Each autumn and early spring, we watch in trepidation as the young herons stalk our fish. Each year, at least one is convinced that he has found the ultimate feeding ground. They carefully walk the stream, or perch on the edge of the water pondering the koi.

At Ridge Garden, we lived quite near to a large heronry, so we designed our koi pond with the fish’s health and longevity in mind. Our pond was constructed with steep, straight sides that went down to the un-heron-friendly depth of five to seven feet, depending on which end of the pond you are measuring. Nonetheless, there is always a bit of fear that perhaps THIS bird THIS year has come up with a successful plan. Here, at Edgewood Garden, we have our share of herons as well, but with a half acre pond, one can only cross one’s fingers and hope for the best.

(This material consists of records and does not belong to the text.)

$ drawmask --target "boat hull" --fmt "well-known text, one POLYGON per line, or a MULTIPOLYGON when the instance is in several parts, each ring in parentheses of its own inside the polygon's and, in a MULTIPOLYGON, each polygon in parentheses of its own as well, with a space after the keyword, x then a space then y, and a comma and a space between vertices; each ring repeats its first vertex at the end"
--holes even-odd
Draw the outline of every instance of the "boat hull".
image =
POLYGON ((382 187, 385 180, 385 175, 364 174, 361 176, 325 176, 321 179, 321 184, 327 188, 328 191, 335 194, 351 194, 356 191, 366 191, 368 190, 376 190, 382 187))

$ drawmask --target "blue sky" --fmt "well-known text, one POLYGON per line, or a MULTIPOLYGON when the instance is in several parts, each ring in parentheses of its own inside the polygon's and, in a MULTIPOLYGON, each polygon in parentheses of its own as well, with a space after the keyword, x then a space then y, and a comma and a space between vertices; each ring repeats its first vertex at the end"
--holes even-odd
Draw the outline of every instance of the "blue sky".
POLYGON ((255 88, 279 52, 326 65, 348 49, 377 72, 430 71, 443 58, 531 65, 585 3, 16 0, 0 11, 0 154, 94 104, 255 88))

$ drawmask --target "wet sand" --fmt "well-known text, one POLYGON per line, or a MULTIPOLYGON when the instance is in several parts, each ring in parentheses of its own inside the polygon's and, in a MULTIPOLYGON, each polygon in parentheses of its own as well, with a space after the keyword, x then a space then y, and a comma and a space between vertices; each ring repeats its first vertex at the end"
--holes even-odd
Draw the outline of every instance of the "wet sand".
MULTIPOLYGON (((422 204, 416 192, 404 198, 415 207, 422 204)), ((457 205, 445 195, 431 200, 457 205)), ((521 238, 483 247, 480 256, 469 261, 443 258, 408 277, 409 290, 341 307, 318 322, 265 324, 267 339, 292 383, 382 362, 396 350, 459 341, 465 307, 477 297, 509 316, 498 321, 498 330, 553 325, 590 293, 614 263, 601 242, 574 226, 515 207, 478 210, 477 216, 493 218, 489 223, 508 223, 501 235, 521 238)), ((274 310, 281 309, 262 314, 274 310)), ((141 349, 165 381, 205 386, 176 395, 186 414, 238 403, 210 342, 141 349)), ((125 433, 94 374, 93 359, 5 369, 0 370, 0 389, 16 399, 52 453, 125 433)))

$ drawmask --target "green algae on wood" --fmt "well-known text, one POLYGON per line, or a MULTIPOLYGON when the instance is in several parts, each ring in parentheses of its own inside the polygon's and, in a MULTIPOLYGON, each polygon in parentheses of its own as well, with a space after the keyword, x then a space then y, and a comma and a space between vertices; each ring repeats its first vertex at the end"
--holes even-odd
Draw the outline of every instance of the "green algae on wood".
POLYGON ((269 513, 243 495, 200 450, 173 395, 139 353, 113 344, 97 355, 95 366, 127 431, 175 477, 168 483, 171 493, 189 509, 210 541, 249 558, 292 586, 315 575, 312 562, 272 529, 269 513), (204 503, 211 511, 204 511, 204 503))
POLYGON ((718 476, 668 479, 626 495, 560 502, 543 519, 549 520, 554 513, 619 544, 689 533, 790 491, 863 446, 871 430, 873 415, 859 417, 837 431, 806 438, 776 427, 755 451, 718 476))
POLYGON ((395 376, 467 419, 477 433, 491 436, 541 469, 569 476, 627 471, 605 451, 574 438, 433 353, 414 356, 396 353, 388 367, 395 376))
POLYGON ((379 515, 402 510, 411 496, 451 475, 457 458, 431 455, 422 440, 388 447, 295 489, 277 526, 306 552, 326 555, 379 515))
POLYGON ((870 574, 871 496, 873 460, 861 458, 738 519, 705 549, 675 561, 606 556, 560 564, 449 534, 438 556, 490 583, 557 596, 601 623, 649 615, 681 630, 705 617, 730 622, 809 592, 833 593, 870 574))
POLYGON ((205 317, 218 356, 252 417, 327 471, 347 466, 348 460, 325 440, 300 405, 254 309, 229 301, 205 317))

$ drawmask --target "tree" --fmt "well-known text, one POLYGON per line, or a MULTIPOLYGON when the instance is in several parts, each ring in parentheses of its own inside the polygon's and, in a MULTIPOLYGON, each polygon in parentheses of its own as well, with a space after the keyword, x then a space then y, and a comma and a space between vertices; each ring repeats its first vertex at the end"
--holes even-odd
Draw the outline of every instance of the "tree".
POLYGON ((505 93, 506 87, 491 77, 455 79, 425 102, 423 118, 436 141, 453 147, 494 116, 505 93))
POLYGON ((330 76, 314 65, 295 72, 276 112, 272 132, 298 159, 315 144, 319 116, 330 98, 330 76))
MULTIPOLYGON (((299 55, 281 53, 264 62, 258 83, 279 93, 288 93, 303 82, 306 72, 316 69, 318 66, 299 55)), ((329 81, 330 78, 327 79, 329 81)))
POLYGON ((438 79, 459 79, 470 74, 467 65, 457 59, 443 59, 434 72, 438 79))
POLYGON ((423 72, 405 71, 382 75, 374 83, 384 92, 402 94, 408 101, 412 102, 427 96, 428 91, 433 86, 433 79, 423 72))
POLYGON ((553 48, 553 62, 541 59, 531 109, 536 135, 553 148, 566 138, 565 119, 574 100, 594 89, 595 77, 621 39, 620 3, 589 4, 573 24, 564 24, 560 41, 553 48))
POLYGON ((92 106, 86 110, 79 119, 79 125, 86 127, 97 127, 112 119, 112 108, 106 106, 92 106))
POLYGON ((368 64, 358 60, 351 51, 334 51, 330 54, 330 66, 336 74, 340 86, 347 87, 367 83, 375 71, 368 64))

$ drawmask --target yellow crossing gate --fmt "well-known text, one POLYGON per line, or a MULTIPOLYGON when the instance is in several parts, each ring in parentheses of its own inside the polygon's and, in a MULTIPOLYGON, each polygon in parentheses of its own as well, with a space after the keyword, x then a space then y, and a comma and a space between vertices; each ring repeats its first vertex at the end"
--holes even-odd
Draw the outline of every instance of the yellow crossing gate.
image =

We did have a regular visitor this spring—quite bold actually. I stood, coffee cup in hand, and watched him from our front porch, for several mornings. Finally, I stealthily opening the side door, gingerly tiptoed out and stood very still. He looked at me with one eye and then twisted his head and stared with the other, gave a yawn, and resumed his koi stalking. Apparently, I wasn’t as interesting as the prospect of breakfast. Eventually, he left the pond to contemplate the Asian Garden. He didn’t even seem to mind that I went back inside, came out again with a camera and snapped his picture. Either this same handsome fellow become completely emboldened or he brought a friend that started coming up to within five feet of our front door to eat the tiny koi babies that lived in the two concrete ponds on either side of our sidewalk. That necessitated our removing the youngsters and tossing them into the big pond to make their way in the wild. Talking about all this makes me think, perhaps I should go outside right now and see who’s dining in our garden this evening!